Dental service organizations (DSOs) enable dental practices and their providers to focus on patient care while outsourcing administrative, billing, and other non-clinical functions. As private equity interest in healthcare services continues to rise, DSO M&A transactions continue to be popular. However, given prohibitions on the corporate practice of dentistry and scrutiny from regulatory bodies in many states, transactions involving DSOs present distinct legal and structural challenges. Buyers should strongly consider engaging legal counsel and other advisors who are experienced with the regulatory framework and structuring nuances specific to this sector, including but not limited to the issues addressed below.
Corporate Practice of Dentistry
Most states prohibit the corporate practice of dentistry, preventing lay persons or entities from directly owning or controlling dental practices. Considering these restrictions, dental practices often contract with DSOs to provide non-clinical support to dentist-owned professional entities, in exchange for a management fee. Sometimes entry into this contract is combined with the purchase by the DSO of non-clinical assets from the dental practice. The management fees and the purchase price for non-clinical assets can both be substantial amounts. The structure of the management fees is dependent on applicable state law. For instance, some states prohibit percentage-based management fees or otherwise have fee-splitting laws. Combined with the management agreement, DSOs and dental practices often enter into agreements that restrict the ability of the dentist owner of the practice to sell or transfer equity in the practice.
When evaluating a DSO transaction, buyers must assess whether the desired post-closing structure aligns with applicable state restrictions. This includes reviewing governance documents, management service agreements, and financial arrangements to ensure that control over clinical decision-making remains with licensed dentists. Improper structuring may result in regulatory enforcement, licensure issues, or challenges to the legality of the structure.

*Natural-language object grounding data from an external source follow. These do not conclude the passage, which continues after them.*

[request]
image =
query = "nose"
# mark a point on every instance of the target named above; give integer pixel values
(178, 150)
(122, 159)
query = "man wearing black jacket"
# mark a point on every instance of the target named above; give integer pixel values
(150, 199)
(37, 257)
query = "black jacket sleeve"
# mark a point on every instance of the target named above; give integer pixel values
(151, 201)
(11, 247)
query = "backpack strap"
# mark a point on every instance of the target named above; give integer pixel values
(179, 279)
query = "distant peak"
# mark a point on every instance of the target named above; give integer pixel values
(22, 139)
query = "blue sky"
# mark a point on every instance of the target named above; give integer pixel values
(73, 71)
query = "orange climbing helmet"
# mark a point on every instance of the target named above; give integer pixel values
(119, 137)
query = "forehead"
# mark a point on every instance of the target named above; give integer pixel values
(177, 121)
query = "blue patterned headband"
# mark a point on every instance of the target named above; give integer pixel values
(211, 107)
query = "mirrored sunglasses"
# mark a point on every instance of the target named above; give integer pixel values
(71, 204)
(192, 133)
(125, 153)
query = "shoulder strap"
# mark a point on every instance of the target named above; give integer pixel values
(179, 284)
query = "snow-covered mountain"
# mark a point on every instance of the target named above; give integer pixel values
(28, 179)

Relationships with Practitioners
Dentist retention is critical in a DSO transaction because of each dentist's significant contribution to the practice. Therefore, transaction structures frequently include compensation structures such as production-based compensation and bonuses to maintain continuity of providers at the practice. At the same time, non-compete agreements help protect the buyer's investment and encourage retention. However, these arrangements raise both regulatory and enforceability questions. Compensation arrangements must be carefully structured to comply with standards under healthcare fraud and abuse laws. Moreover, the enforceability of non-compete agreements varies significantly by state, some with differing analyses of reasonability, scope, and frameworks for healthcare professionals. Due diligence should include a review of existing practitioner agreements, and transaction planning often includes revised practitioner agreements to ensure aligned incentives.
Importance of Locations
The physical locations of dental practices are often central to patient retention and operational success. However, leases for clinic space may include change of control provisions that are triggered by an acquisition or equity transaction. These provisions generally require advance notice or landlord consent and may thereby threaten valuable tenant rights, including the lease itself and operational stability. Buyers should therefore identify and analyze these provisions early in the diligence process and may require landlord consent or waiver as a condition to closing.
Prepaid Services
To ensure receipt of payment, dental practices often sell services such as Invisalign or teeth whitening packages on a prepaid basis. This creates deferred revenue obligations that must be addressed in the transaction. From a transactional perspective, this has implications for both valuation and working capital adjustments. Buyers should account for deferred revenue liabilities and consider appropriate escrows, purchase price deductions or other arrangements to reflect obligations that will fall on the buyer post-closing.
Billing and Coding
As with any healthcare transaction, accurate and compliant billing practices are critical. In the dental context, chart documentation and coding must align with Current Dental Terminology (CDT) codes, payer requirements, and applicable federal requirements, including state fraud and abuse laws. Buyers should consider conducting targeted diligence, including chart audits and reviews of billing data, to identify patterns of upcoding, claims without supporting documentation, or billing for work not performed. Such an audit is critical in reducing regulatory compliance or reimbursement risk or identifying inflated financials. If compliance issues are identified, they may trigger repayment obligations, risk of payer audits, or exposure to statutory liability. In some cases, indemnification and remediation plans may be necessary to mitigate these risks.
State Healthcare Transaction Review Laws
An increasing number of states have scrutinized healthcare transactions and enacted transaction review laws that may apply to DSO deals. These laws can vary widely in scope and may require pre-closing notice, approval, or public disclosure, depending on the transaction size, structure, and location. It is critical that buyers assess early whether a proposed transaction triggers any state-level notice review or processes, and if so, build in adequate lead time to comply with filing requirements and potential review delays. These obligations can carry meaningful consequences for deal timing and execution, especially in multi-state transactions. Buyers should also consider the potential impact such laws may have on the exit strategy for the investment.
The content of this article is intended to provide a general guide to the subject matter. Specialist advice should be sought about your specific circumstances.